Chaplin biographer Jeffrey Vance describes The Idle Class as “one of Chaplin’s funniest short comedies.” He notes that Chaplin began production on the film in January 1921 with the working title Vanity Fair: “Ultimately, Chaplin favored a more equivocal title—The Idle Class—for it is purposely not clear in the film which is the idle class: the idle rich or the idle poor. Chaplin plays both.

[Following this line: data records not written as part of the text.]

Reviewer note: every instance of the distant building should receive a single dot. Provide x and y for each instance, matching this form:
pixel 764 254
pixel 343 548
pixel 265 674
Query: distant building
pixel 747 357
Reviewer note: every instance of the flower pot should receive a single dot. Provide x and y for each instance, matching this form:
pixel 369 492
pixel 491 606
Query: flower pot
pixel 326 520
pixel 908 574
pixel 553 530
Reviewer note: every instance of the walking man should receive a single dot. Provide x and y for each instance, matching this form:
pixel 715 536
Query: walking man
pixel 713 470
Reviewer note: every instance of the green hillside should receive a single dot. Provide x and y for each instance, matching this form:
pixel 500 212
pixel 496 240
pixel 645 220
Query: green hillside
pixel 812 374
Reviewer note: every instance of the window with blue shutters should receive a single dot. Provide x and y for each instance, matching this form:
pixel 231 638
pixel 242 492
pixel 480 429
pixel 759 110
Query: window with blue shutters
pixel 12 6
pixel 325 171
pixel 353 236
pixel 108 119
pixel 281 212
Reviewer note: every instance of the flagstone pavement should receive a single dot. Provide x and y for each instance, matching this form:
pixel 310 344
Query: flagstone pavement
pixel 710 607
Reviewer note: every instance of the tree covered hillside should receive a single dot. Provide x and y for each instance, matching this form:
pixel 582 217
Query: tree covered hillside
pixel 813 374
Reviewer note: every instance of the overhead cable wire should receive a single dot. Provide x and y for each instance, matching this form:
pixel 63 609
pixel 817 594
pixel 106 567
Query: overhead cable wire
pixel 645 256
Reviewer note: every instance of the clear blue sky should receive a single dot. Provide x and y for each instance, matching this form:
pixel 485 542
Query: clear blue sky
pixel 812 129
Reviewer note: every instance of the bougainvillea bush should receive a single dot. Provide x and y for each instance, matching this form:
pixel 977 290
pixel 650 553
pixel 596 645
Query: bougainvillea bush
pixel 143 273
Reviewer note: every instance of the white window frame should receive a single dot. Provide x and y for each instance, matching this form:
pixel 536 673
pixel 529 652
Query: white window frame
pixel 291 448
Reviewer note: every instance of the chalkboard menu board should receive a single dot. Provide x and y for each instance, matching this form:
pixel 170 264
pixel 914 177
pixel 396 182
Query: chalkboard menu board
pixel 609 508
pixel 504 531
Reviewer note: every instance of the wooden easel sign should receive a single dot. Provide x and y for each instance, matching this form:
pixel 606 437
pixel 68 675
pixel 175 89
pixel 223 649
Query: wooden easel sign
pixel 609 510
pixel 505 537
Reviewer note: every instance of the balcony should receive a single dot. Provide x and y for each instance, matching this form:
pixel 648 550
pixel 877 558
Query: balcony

The film took five months to complete, an amazingly long time for a two-reel comedy.” Vance speculates, “It is perhaps ironic that the story of The Idle Class centers on an unhappy marriage between an absent-minded husband and a lonely wife. This state of affairs could easily describe the principal characters of the tragi-comedy that was Chaplin’s own marriage. In the film Chaplin manages to dramatize the two sides of his own personality: Charlie the Tramp and the Absent-minded husband, rich and neglectful, absorbed to his own interests and indifferent to others. The latter was certainly how Mildred Harris [his first wife] regarded Chaplin.”